Reuters reports that US pay czar Ken Feinberg has said that Well Fargo CEO John Stumpf's $21.3m 2009 comp package raises 'serious questions', and he feels strongly that firms outside his jurisdiction should voluntarily adopting his recommendations on pay reform.
Feinberg also told CNBC that he wasn't 'buying it' that top talent was leaving firms with pay restrictions. He said: 'Where are these people all going ?....Show me the empirical evidence that these people are leaving'.
In the meantime, The Financial Times reports that the UK government is likely to 'reap' around $3.76bn as a result of the imposition of its one-off banker bonus tax. Left unsaid, however, is how much the UK government is likely to lose in tax revenues in the long term, as international firms look to generate business in more tax-certain regimes, and individual bankers decide that they are better-off financially plying their trade outside the UK.
The newspaper also reports that Nomura Chairman Junichi Ujiie has expressed concern about the UK tax situation, and warned against over-regulating financial markets firms.
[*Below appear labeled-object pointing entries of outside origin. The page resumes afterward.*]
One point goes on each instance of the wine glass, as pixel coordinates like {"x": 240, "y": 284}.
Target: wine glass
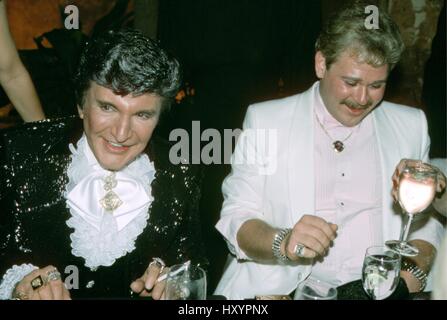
{"x": 186, "y": 282}
{"x": 417, "y": 188}
{"x": 314, "y": 289}
{"x": 380, "y": 272}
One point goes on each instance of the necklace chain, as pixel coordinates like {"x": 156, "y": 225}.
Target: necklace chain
{"x": 337, "y": 144}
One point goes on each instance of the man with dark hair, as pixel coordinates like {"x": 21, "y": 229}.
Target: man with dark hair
{"x": 112, "y": 209}
{"x": 313, "y": 207}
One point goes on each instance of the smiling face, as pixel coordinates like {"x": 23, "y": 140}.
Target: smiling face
{"x": 350, "y": 89}
{"x": 118, "y": 128}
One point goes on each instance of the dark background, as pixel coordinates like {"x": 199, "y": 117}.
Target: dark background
{"x": 233, "y": 52}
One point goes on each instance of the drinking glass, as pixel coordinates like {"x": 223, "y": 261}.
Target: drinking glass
{"x": 186, "y": 282}
{"x": 417, "y": 188}
{"x": 380, "y": 272}
{"x": 314, "y": 289}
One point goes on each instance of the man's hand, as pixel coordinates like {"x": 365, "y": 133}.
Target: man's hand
{"x": 314, "y": 233}
{"x": 41, "y": 284}
{"x": 148, "y": 285}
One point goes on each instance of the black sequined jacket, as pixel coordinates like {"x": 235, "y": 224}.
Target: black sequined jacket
{"x": 34, "y": 159}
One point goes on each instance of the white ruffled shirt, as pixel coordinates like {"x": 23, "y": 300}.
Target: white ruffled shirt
{"x": 100, "y": 236}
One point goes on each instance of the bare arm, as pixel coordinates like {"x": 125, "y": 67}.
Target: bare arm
{"x": 14, "y": 78}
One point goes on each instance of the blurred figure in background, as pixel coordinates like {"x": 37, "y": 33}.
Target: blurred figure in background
{"x": 14, "y": 78}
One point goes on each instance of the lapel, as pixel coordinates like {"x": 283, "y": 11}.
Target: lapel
{"x": 300, "y": 163}
{"x": 390, "y": 154}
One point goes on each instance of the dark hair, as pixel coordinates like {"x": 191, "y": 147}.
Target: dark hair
{"x": 127, "y": 62}
{"x": 346, "y": 31}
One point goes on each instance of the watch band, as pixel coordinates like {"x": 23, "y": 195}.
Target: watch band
{"x": 276, "y": 245}
{"x": 417, "y": 272}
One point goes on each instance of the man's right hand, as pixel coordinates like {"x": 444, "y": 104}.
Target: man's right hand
{"x": 315, "y": 233}
{"x": 52, "y": 287}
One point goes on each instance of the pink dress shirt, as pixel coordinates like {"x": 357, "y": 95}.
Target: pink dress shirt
{"x": 348, "y": 193}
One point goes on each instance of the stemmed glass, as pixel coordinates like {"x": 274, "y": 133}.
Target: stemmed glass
{"x": 313, "y": 289}
{"x": 380, "y": 272}
{"x": 417, "y": 188}
{"x": 186, "y": 282}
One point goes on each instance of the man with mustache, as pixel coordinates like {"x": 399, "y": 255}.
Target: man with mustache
{"x": 329, "y": 197}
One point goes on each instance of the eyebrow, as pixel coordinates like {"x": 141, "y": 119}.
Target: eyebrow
{"x": 150, "y": 112}
{"x": 360, "y": 80}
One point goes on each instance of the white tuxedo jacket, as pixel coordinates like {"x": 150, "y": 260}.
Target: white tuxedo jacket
{"x": 279, "y": 188}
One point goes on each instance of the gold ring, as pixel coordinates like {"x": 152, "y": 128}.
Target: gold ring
{"x": 159, "y": 263}
{"x": 53, "y": 275}
{"x": 37, "y": 282}
{"x": 19, "y": 295}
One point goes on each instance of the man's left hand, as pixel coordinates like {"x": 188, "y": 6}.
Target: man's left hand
{"x": 148, "y": 285}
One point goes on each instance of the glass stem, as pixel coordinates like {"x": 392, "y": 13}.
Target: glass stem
{"x": 406, "y": 229}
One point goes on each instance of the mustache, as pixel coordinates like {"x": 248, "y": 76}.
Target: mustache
{"x": 354, "y": 105}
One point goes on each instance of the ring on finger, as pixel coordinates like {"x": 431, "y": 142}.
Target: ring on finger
{"x": 19, "y": 295}
{"x": 37, "y": 282}
{"x": 299, "y": 250}
{"x": 159, "y": 263}
{"x": 53, "y": 275}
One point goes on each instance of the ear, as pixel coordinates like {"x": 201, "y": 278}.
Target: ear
{"x": 320, "y": 65}
{"x": 80, "y": 112}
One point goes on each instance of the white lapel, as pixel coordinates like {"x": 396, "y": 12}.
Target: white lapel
{"x": 301, "y": 157}
{"x": 390, "y": 155}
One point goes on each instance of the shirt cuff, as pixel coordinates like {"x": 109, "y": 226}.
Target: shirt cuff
{"x": 12, "y": 277}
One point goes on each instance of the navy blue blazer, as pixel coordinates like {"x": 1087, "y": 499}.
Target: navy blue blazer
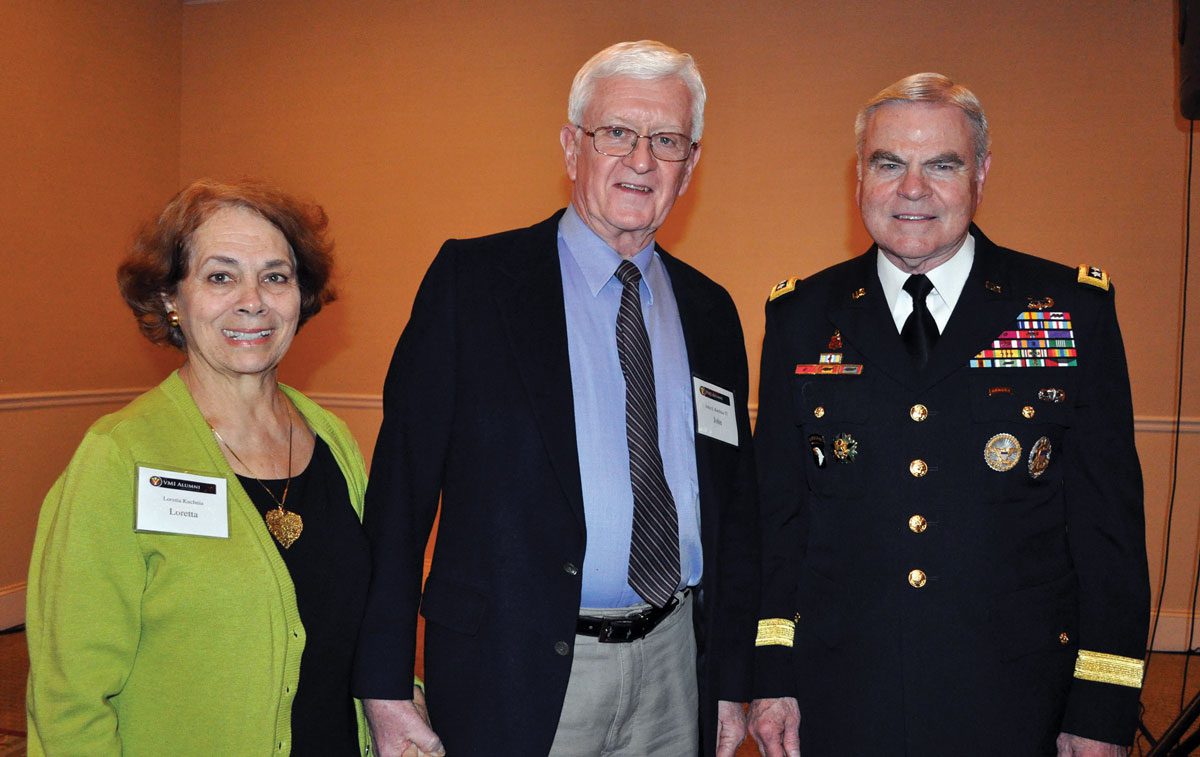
{"x": 479, "y": 414}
Ujiie told the FT that there was a danger that London's position as a major financial centre could be under threat if the trend continues.
And Bloomberg reports that ICAP is said to be considering shuttering its cash equities business (which employs some 200 people in eight countries), until it finds a buyer or partner, in view of a sharp drop-off in trading levels. The firm is said to have already held talks with State Street about a possible deal.
The news agency also reports that Royal Bank of Scotland has confirmed that it is in exploratory talks with a Chinese partner to establish a joint securities venture in China.
And The Wall Street Journal's Heard on the Street column has reported that Prudential PLC is 'leaving nothing to chance' as it attempts to raise $20bn via a rights issue in order to buy AIG's Asian businesses. The Pru is said to have lined up no less than 33 institutions in various roles to ensure that all goes smoothly.
Recruitment firm Michael Page International posted its 2009 results Friday, which saw pre-tax profit fall some 85% to $37.1m. The recruiter said, however, that it expected a significant improvement in its 2010 performance, as economies emerge from recent difficulties.
Dow Jones Newswires reports that Wells Fargo has said that it has the capacity to hire up to 10,000 additional financial advisors, although it wouldn't provide specific detail on its current hiring plans.